Tiber Jumper of Pennsylvania 7/8/06

July 08, 2006 11:30 AM  
Blogger Tiber Jumper said...

ANON asks:
"At what point did the Church begin to amass vast sums of money and its leaders wear all their fancy refinery when the original disciples went out without a penny and Our Lord had nowhere to lay his head? "



The Great Pope John Paul's Last Will and Testament left ZERO!

"I leave no property behind me of which it is necessary to dispose. As for the everyday objects that were of use to me, I ask they be distributed as seems appropriate. My personal notes are to be burned. I ask that this be attended to by Father Stanislaw (Eds: his personal secretary, Archbishop Stanislaw Dziwisz), whom I thank for his collaboration and help, so prolonged over the years and so understanding. As for all other thanks, I leave them in my heart before God Himself, because it is difficult to express them."

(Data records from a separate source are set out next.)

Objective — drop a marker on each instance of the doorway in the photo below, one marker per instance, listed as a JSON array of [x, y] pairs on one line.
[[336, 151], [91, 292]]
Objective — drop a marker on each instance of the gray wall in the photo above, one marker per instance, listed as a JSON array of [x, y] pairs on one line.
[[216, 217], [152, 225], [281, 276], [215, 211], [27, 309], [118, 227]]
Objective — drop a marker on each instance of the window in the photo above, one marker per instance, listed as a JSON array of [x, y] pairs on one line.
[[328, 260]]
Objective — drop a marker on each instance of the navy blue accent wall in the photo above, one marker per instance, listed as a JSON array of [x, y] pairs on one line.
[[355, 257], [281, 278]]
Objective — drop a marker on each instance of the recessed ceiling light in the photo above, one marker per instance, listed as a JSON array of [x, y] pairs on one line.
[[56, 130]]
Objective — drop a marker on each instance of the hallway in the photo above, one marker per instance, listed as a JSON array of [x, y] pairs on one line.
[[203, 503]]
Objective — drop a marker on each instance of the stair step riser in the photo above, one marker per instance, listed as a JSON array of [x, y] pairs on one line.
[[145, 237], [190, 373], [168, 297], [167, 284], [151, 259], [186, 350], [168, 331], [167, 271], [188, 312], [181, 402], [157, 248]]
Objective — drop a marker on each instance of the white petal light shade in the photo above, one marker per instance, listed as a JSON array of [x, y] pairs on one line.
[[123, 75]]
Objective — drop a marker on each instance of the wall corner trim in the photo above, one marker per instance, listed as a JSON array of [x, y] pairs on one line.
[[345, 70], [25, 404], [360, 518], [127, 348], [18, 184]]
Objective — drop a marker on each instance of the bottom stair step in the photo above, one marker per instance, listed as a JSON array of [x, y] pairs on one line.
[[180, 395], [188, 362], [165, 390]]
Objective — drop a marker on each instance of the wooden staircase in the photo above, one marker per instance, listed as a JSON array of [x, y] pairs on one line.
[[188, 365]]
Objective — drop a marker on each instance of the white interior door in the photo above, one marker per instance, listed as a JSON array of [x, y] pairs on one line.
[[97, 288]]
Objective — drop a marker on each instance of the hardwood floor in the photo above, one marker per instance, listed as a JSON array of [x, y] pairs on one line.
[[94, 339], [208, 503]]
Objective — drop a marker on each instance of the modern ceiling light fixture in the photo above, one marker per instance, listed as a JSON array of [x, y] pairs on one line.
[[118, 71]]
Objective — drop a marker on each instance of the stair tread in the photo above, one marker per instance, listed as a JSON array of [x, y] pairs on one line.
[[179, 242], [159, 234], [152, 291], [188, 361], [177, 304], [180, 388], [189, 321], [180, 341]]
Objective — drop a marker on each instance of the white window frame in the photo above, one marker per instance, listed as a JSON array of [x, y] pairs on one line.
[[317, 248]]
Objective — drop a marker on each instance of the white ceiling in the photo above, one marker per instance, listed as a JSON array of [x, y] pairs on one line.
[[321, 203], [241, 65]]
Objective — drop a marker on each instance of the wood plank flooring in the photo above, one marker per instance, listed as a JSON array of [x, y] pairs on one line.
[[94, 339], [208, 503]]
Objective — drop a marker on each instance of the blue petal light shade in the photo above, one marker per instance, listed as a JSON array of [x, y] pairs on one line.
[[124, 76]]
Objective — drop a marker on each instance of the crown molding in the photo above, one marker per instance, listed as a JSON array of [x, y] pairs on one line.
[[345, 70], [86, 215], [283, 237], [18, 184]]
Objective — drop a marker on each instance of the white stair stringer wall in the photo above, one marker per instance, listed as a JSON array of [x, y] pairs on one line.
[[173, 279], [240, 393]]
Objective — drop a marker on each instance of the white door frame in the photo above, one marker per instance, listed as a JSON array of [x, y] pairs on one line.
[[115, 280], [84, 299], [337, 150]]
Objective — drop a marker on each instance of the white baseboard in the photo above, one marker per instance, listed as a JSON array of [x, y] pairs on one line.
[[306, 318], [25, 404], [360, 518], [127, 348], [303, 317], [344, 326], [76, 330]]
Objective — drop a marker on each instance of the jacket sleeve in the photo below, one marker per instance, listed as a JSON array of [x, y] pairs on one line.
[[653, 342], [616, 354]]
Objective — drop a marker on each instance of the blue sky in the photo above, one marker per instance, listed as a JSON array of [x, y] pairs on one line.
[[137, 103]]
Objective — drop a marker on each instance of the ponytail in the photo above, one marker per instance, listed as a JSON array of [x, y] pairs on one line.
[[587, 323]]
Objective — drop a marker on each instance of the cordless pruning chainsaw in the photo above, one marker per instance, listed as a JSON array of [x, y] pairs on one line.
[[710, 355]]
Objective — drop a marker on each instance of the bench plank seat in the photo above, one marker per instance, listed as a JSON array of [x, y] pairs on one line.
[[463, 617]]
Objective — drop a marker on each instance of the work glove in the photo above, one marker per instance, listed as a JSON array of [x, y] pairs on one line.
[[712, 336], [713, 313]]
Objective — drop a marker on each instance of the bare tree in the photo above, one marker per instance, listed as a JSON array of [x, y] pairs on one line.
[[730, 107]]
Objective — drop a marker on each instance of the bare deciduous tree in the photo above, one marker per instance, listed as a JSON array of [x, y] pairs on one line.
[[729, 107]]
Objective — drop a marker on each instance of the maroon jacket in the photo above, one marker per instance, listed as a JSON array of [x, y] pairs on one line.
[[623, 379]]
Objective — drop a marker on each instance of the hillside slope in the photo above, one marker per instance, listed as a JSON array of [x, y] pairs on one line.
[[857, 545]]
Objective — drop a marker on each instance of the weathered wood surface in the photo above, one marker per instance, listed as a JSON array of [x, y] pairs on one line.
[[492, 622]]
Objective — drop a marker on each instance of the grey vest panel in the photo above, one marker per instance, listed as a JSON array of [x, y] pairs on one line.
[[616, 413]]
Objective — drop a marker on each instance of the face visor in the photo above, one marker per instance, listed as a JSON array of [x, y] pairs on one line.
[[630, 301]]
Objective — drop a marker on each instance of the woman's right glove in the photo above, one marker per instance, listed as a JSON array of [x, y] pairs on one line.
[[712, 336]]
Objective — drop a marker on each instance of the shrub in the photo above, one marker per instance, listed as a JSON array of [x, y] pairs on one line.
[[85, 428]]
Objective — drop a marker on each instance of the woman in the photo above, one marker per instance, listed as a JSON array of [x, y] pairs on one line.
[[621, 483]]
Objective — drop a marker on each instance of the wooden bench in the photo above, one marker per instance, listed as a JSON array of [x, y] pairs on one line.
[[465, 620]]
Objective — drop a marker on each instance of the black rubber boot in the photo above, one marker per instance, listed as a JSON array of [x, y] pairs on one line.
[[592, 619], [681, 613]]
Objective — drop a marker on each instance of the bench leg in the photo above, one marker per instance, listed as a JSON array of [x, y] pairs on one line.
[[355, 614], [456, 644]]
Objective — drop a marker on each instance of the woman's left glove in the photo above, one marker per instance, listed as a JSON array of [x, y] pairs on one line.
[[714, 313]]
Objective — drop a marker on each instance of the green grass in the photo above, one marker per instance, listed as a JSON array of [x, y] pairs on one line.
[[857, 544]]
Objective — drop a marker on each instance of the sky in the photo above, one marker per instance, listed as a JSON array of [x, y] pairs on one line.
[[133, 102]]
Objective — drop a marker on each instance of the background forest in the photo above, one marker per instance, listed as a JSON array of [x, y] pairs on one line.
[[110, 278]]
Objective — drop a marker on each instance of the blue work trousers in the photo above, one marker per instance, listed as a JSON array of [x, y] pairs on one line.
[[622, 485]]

To Anon; Does your pastor have a car? Does your pastor own his own home? Cell Phone? personal computer, IPOD etc? Does he have a retirement plan, 401 K? Life insurance? If the answer is yes, he is clearly much more wealthy than the Pope!
And do you have a place to lay your head? Did you take all your personal wealth and belongings and property and share them in common with the rest of your church as the early christians did? If you answer no, then why do you hold the leader of the Catholic Church to a standard that you yourself and your popes (pastors) don't follow?